Da qualche giorno, e per tutto il weekend, si è infiammata la polemica sull’attesa decisione dell’AgCom sulle tariffe di unbundling, previste per una ulteriore limatura del 10%. La discussione è accesissima: per gli OLO trattasi di decisione benvenuta. Per Telecom Italia, non opportuna e non solo per l’impatto reddituale che provoca. Una parte della discussione riguarda la tempistica della decisione e il coordinamento della materia con l’Europa. Fin qua, nulla di nuovo, si potrebbe obiettare: in un mercato soggetto a norme e regole, decidere sulla diminuzione di un prezzo di un servizio produce un beneficio a chi compra e uno svantaggio a chi vende.

 

Si tratta del caso classico della punta dell’iceberg. Sotto c’è l’enorme massa del vero problema: l’AgCom italiana è una delle 28 autorità nazionali, nella UE, chiamate a regolare il proprio mercato.

 

Nei 28 stati Ue siamo in 504 milioni di abitanti, 200 in più che negli Stati Uniti. Consultando la lista delle 25 delle nazioni a più elevato PIL pro capite nel mondo, ben 14 di queste sono stati membri della Ue. La zona euro consta di 17 Paesi per una popolazione totale di 329 milioni di abitanti, superiore di 26 milioni di unità agli USA; il cambio euro-dollaro non è mai stato sotto la parità, dal 2003. E si potrebbero elencare innumerevoli record che collocano la Ue tra le aree del mondo in cui si concentra maggiore ricchezza, benessere, e, non sottovalutiamolo, assenza di conflitti bellici.

 

In verità c’è un conflitto in atto, che per purezza delle statistiche non si vuole riconoscere. Siamo in una guerra economica da molto tempo, almeno dal 1999, anno di introduzione della nostra valuta: e i contendenti non sono solo USA e Ue, ma nella partita giocano Cina, Giappone e i grandi Paesi Arabi produttori di petrolio, i cui scambi avvengono in dollari. Occorre domandarsi più spesso come gli altri ci vedano: non nascondiamoci dietro una foglia di fico, l’arrivo della moneta unica è stato un atto di guerra economica, alla quale bisognava prepararsi.

 

Che l’Europa sia ad un punto di flesso, è questione oramai acclarata.
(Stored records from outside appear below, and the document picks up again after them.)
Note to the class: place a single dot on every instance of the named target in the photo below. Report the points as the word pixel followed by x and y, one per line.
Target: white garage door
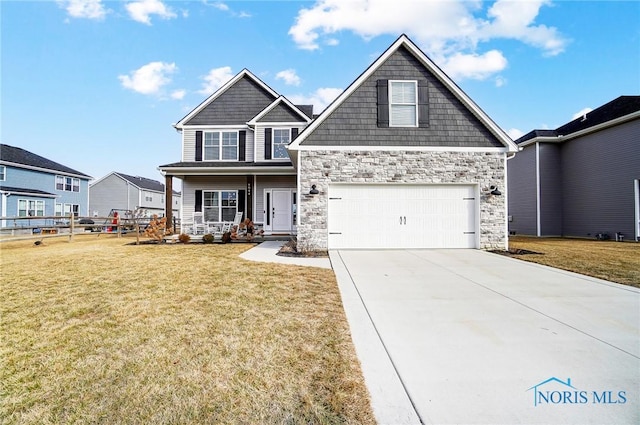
pixel 402 216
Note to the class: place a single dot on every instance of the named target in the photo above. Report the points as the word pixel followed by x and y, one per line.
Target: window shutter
pixel 383 103
pixel 198 145
pixel 423 103
pixel 267 143
pixel 242 141
pixel 198 207
pixel 241 203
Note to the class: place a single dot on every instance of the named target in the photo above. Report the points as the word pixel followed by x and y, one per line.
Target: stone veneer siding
pixel 323 168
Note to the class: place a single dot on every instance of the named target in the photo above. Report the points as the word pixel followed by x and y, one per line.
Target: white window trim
pixel 219 206
pixel 391 104
pixel 273 143
pixel 220 145
pixel 64 183
pixel 27 202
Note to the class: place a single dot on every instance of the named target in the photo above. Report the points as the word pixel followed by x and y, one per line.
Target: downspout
pixel 4 208
pixel 538 233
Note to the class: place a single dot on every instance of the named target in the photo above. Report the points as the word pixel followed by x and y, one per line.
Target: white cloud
pixel 89 9
pixel 447 30
pixel 149 78
pixel 514 133
pixel 142 10
pixel 219 5
pixel 178 94
pixel 478 67
pixel 581 113
pixel 215 79
pixel 320 99
pixel 225 8
pixel 289 77
pixel 515 19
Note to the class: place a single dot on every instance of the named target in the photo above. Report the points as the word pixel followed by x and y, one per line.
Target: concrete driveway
pixel 465 336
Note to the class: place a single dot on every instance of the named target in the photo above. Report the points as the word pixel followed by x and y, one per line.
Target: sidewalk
pixel 266 253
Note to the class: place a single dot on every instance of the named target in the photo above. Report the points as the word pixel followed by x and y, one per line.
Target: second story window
pixel 403 103
pixel 220 146
pixel 67 184
pixel 281 138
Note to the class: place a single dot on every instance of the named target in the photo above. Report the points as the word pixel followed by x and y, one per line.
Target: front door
pixel 280 210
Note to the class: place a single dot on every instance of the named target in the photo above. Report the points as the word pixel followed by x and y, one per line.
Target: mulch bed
pixel 512 252
pixel 290 249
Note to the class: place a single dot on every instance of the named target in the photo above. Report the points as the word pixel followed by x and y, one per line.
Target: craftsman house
pixel 34 186
pixel 403 158
pixel 581 179
pixel 235 158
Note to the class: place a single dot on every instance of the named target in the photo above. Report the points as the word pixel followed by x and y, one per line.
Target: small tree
pixel 135 216
pixel 157 228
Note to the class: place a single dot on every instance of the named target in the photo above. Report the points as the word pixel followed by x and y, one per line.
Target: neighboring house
pixel 122 192
pixel 234 156
pixel 403 158
pixel 581 179
pixel 32 185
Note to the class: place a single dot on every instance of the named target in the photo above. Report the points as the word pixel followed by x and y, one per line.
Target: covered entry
pixel 402 216
pixel 280 210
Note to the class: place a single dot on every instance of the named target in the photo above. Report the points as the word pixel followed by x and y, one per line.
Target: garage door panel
pixel 402 216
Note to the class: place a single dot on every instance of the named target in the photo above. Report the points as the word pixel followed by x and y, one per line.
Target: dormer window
pixel 281 138
pixel 220 146
pixel 403 103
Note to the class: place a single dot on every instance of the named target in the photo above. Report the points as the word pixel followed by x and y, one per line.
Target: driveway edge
pixel 390 402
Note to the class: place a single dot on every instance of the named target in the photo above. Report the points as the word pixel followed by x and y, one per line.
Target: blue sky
pixel 96 85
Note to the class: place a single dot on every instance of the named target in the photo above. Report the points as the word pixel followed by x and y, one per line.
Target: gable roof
pixel 242 74
pixel 21 157
pixel 139 182
pixel 619 110
pixel 404 41
pixel 281 100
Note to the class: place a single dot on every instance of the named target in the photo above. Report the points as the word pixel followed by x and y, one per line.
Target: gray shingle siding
pixel 451 124
pixel 598 173
pixel 239 104
pixel 521 171
pixel 281 113
pixel 550 190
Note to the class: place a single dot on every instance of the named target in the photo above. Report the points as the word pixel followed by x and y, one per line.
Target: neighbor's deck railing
pixel 31 227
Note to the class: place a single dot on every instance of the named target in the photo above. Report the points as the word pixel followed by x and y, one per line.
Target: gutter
pixel 595 128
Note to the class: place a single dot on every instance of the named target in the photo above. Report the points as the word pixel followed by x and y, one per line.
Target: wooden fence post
pixel 71 224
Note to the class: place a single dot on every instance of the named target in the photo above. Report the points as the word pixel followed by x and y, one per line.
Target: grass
pixel 609 260
pixel 97 331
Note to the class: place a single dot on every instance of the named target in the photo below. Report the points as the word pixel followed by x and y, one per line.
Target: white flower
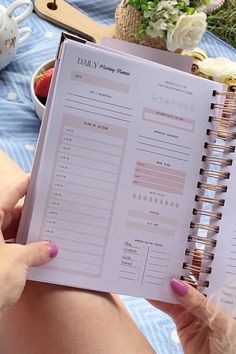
pixel 166 14
pixel 188 31
pixel 220 69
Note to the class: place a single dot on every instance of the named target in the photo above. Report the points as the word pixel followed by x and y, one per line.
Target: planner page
pixel 120 151
pixel 222 280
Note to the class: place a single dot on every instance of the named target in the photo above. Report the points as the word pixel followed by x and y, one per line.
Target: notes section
pixel 160 178
pixel 146 264
pixel 83 191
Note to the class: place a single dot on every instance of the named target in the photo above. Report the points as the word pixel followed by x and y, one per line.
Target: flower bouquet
pixel 171 25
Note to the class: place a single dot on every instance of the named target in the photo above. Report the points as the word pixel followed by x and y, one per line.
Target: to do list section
pixel 83 190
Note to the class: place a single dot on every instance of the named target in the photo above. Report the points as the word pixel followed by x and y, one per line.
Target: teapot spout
pixel 23 15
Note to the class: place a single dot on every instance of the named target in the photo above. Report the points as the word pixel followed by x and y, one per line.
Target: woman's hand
pixel 202 327
pixel 15 259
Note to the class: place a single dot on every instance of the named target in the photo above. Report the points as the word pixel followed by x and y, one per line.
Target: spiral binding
pixel 199 250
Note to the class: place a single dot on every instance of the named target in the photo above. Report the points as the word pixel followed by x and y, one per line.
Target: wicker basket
pixel 127 25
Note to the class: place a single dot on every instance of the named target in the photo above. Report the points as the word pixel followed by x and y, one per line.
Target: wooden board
pixel 68 17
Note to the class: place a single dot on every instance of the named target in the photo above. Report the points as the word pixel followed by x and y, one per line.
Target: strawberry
pixel 43 82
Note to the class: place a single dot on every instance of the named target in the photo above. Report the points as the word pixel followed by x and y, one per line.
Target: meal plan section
pixel 83 190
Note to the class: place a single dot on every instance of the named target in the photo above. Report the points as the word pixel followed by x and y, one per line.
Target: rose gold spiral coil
pixel 202 240
pixel 197 269
pixel 214 201
pixel 215 174
pixel 195 283
pixel 220 148
pixel 212 187
pixel 211 214
pixel 200 254
pixel 210 228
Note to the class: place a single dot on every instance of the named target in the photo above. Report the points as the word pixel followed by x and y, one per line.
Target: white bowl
pixel 39 107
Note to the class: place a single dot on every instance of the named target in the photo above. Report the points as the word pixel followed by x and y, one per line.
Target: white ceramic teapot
pixel 10 34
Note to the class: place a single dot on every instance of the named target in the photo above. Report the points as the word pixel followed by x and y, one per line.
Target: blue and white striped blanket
pixel 20 126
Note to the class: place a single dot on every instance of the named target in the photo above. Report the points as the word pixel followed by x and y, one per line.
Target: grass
pixel 222 22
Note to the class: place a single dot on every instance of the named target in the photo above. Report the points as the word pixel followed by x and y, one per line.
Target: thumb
pixel 39 253
pixel 198 305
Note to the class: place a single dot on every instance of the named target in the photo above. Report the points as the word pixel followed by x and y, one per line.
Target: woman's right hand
pixel 202 327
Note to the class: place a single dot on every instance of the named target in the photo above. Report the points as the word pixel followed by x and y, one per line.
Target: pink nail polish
pixel 179 287
pixel 52 249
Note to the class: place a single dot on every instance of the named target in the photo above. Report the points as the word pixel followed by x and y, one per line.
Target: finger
pixel 38 253
pixel 11 195
pixel 198 305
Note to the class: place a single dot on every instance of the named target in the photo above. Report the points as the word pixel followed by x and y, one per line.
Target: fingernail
pixel 52 249
pixel 179 287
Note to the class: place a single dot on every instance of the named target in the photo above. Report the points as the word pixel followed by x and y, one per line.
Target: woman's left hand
pixel 16 259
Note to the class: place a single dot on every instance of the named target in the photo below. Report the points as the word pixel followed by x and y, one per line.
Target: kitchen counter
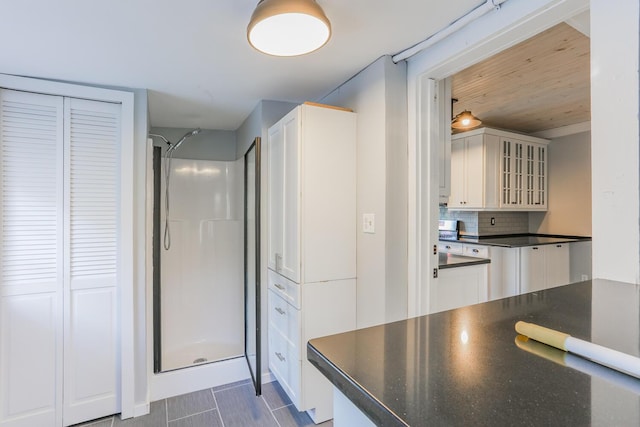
pixel 464 367
pixel 519 240
pixel 452 260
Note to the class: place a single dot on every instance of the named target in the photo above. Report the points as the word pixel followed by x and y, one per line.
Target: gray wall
pixel 378 94
pixel 263 116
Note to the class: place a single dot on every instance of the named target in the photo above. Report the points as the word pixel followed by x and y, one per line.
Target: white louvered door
pixel 59 210
pixel 91 374
pixel 31 135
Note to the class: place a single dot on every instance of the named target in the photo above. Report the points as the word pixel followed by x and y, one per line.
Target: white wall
pixel 615 140
pixel 207 145
pixel 378 95
pixel 569 202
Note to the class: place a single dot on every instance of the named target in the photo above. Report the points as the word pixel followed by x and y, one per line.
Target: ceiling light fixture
pixel 288 27
pixel 465 120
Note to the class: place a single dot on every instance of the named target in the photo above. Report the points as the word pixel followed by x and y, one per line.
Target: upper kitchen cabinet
pixel 493 169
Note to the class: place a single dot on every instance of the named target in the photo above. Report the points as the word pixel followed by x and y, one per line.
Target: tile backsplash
pixel 474 223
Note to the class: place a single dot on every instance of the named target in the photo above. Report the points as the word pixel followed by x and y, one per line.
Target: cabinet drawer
pixel 288 290
pixel 450 248
pixel 284 365
pixel 285 318
pixel 476 251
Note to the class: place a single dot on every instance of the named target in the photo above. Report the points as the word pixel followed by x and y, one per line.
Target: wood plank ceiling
pixel 539 84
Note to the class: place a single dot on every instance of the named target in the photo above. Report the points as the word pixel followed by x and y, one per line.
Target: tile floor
pixel 231 405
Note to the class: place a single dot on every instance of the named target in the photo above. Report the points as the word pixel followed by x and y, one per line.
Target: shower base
pixel 199 353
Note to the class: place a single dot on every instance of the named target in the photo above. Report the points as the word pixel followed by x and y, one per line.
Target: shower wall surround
pixel 476 223
pixel 202 273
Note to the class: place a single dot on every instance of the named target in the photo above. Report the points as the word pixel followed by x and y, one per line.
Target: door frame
pixel 257 375
pixel 512 23
pixel 126 278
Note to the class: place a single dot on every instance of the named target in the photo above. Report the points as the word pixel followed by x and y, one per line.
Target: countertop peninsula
pixel 519 240
pixel 465 367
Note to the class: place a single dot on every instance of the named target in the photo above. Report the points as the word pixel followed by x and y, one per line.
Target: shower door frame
pixel 255 376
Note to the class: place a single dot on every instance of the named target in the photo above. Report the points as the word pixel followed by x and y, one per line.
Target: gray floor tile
pixel 231 385
pixel 157 417
pixel 289 416
pixel 189 404
pixel 239 407
pixel 275 395
pixel 204 419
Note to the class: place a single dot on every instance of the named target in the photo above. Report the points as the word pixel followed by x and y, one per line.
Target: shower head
pixel 160 136
pixel 186 135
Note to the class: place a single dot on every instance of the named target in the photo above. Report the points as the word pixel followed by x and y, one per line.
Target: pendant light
pixel 288 27
pixel 465 120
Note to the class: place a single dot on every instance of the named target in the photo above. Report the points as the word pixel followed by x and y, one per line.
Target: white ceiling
pixel 192 55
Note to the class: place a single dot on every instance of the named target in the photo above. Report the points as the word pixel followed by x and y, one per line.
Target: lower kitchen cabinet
pixel 503 271
pixel 298 313
pixel 458 286
pixel 544 266
pixel 514 271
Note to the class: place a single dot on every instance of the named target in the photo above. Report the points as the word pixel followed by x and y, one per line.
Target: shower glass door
pixel 252 261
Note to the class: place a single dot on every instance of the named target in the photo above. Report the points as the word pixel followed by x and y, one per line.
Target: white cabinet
pixel 493 169
pixel 457 287
pixel 504 272
pixel 544 266
pixel 503 275
pixel 473 173
pixel 60 201
pixel 523 174
pixel 311 245
pixel 450 248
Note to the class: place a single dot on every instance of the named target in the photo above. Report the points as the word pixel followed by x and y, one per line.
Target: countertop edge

Non siamo né carne né pesce: ma con l’introduzione dell’euro abbiamo cominciato un gioco serio, e tutti si domandano quanto coraggio avremo per andare fino in fondo alla partita.

 

Rafforzare l’euro vuol dire fortificare i suoi mercati interni, e tra questi anche quello delle telecomunicazioni. Un settore cruciale per la competizione globale, in cui gli argomenti più dibattuti dovrebbero essere piani e progetti di espansione, investimenti, nuove reti e nuove tecnologie, superamento del digital divide, estensione universale della larga banda in fibra: discussioni che sono già in atto in USA, Giappone e Cina. Eravamo stati i primi della classe con l’introduzione del mobile e del protocollo GSM, ma su Internet abbiamo perso la partita e l’Europa è follower.

 

Come per lo zoom sulle mappe di Google, se uscissimo dalla prospettiva del nostro Paese e guardassimo a tutta l’area della Ue, vedremmo che ci sono troppi operatori a difesa di mercati nazionali, troppe autorità governative che regolano il funzionamento di questi mercati. In termini comparativi, nelle altre aree del mondo con cui siamo in competizione, non accade così. Le economie di scala e la visione sul futuro delle reti sono stimoli che mantengono accese le spinte per lo sviluppo. Invece, da noi, dopo dieci anni di superamento della parità euro-dollaro, poco o nulla è accaduto nel settore delle telecomunicazioni: sovraffollamento e regolazione permangono, e non si vede il riattivarsi di un meccanismo virtuoso di investimenti e di pianificazione del futuro, l’unica vera macchina che è indispensabile far ripartire.